Reuters have posted a glossy, sympathetic glamour piece on New Zealand’s Prime Minister, Jacinda Ardern. The mainstream media outlet’s borderline hagiographic outlined how the (socialist) Prime Minister offered New Zealanders words of “hope” as the nation entered a month-long lockdown under her Government’s anti-coronavirus, house arrest strategy.
The Facebook live event was filmed ‘a few hours’ after the policy went live, with Ardern saying “I thought I would jump online quickly and check-in with everyone…as we all prepare to hunker down for a few weeks.’”
According to Reuters over a million people viewed the live stream. With one viewer saying, “This feels like the comfort of being tucked into bed at night by my mum.”
The Reuters piece praised Ardern for her youth, ability to have a baby while being Prime Minister, and gave specific mention to how well she communicates. This was also another opportunity for mainstream media to mention the ‘global praise’ she received, for her ‘compassionate yet decisive actions after last year’s mass shooting at two Christchurch mosques.’
The Guardian is just as starry-eyed. Its reporters exalted the New Zealand leader in an article lecturing Australians on what Scott Morrison should learn from Ardern’s response to the Coronavirus outbreak; and again mainstream media took the opportunity to insert a reminder to the world of Ardern’s, now almost mystical, handling of the Christchurch shootings.
In a piece for The Guardian, Gay Alcorn lifted Ardern for her “credibility as a leader”, someone who is “kind, leads with clarity, and has a ‘combination of steel and compassion that instils confidence.” Bryce Edwards, also for The Guardian, said her “blend of steel and kindness is praiseworthy”, citing Ardern’s giving birth while in office, as being among the major achievements of her tenure as Prime Minister.
Edwards’ piece reads almost like a private letter, gently cautioning the “politics of kindness” princess against doing anything that might hurt her chances of reelection, such as triggering a recession.
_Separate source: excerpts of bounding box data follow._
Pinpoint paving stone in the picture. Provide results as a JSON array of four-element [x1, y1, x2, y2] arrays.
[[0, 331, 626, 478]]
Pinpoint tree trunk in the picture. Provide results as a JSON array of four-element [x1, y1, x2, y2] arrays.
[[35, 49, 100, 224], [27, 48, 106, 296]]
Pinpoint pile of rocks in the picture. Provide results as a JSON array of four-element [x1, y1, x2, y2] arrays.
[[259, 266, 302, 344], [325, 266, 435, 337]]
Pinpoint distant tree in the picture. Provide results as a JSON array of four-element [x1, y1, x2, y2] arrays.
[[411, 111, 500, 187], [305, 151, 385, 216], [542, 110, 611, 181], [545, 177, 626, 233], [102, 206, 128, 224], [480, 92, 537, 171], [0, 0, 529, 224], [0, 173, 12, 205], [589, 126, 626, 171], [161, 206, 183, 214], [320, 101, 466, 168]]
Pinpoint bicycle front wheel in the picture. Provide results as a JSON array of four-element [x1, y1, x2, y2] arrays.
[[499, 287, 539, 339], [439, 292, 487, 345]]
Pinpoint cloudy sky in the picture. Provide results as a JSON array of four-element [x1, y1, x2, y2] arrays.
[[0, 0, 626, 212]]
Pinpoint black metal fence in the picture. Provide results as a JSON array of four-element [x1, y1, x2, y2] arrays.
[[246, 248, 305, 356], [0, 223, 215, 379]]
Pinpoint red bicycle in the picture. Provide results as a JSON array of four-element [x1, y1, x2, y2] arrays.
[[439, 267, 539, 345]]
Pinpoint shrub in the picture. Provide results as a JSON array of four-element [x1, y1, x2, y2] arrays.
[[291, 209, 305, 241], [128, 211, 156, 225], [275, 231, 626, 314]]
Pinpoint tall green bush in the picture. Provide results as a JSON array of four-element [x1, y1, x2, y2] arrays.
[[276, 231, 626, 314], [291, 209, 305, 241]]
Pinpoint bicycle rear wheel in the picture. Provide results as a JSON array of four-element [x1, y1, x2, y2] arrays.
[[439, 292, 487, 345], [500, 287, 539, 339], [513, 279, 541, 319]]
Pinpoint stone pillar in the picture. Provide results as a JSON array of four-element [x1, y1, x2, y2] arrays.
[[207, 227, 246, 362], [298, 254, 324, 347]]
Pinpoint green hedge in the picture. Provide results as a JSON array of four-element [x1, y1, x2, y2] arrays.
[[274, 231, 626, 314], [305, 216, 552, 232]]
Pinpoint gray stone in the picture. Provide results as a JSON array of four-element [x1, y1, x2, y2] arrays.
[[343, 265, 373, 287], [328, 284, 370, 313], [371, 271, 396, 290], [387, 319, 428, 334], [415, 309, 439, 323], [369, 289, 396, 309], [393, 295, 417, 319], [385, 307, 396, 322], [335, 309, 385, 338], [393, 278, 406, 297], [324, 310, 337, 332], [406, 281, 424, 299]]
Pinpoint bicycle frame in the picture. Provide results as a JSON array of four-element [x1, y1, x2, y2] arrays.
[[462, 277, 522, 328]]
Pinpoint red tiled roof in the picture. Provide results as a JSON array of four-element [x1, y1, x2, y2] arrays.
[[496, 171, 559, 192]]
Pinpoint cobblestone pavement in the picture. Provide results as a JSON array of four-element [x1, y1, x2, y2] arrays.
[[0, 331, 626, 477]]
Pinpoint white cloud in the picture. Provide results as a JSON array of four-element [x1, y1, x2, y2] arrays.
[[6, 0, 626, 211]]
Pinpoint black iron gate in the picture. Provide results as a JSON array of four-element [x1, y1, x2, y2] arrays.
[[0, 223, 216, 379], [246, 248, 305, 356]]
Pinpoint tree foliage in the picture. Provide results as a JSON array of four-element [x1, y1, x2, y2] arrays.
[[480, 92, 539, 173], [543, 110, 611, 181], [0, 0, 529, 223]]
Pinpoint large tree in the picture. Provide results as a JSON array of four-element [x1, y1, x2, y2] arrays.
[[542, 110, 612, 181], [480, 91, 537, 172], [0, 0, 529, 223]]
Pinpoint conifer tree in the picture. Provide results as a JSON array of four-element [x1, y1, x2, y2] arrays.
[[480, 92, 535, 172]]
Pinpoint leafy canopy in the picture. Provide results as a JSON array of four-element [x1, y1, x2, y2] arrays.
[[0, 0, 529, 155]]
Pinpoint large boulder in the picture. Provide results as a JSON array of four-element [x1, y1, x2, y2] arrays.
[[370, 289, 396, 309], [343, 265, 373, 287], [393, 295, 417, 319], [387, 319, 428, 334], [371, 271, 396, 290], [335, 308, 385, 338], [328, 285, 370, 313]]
All while painting New Zealand’s National Party as a bunch of blubbering idiots, saying “for the time being, [they’re] floundering, unable to navigate the new environment.”
Credit where credits due, but let’s cut the hagiography. While Ardern smiles out at the world from the comfort of her taxpayer-funded, multi-million dollar official Wellington residence, New Zealanders are beginning to devour one another.
Ardern minions have filed “4,200 reports to police”, reporting on their neighbours who breach New Zealand’s house arrest rules. As The N.Z Herald quipped, “curtain-twitchers outing members of the public crashed the new police reporting site within an hour of it going live yesterday.” Neighbour devouring neighbour under a cloud of suspicion and fear, in an eerie echo of the kind of public denouncing, carried out by Soviet Stasi, and Nazi Gestapo, collaborators.
The Corona-V is grim. Grimmer still is Government-sponsored domestic terror, where if the Coronavirus doesn’t get you, under Corona-V laws, you can guarantee that your paranoid, fuehrer worshipping neighbours will. All of which strongly contradicts Jacinda’s “be kind and stay calm”, ‘new kind of soft power’ mantras.
True to socialist form, Ardern is also a strong advocate for non-resident New Zealanders, living in Australia, to receive welfare without restriction, arguing that they should receive benefits for their “contribution to the economy across the Tasman“. Under the Australian government’s own compassionate response to the Coronavirus situation New Zealand nationals living in Australia, now have no waiting time.
Ardern hopes that this remains in place long after the Coronoavirus has either been defeated or run its course. Arrangements catering for New Zealand nationals have been in place since the 1970s. Those arrangements which have been reviewed and adjusted over the years, allow New Zealanders to apply for social security if they have lived and worked in Australia for a set period of time. Currently, that requirement is two years. According to the ABC’s Nick Buckley, the same two-year rule applies for Australian nationals living in New Zealand.
Jacinda Ardern’s appeal is understandable: working mum, young Prime Minister, smiles a lot, seems nice, has been at the helm when national tragedies struck, and the cameras love her. However, every air-brushed, candy-coated word spoken about Ardern should be filtered for the brass kissing that it is. Journalists bedazzled by the “politics of kindness” princess, who exalt Jacinda Ardern aren’t reporting the news; they’re seeking to canonize Ardern, securing her membership in the Leftist pantheon of “sinless” – “can- do-no-wrong”- demi-gods.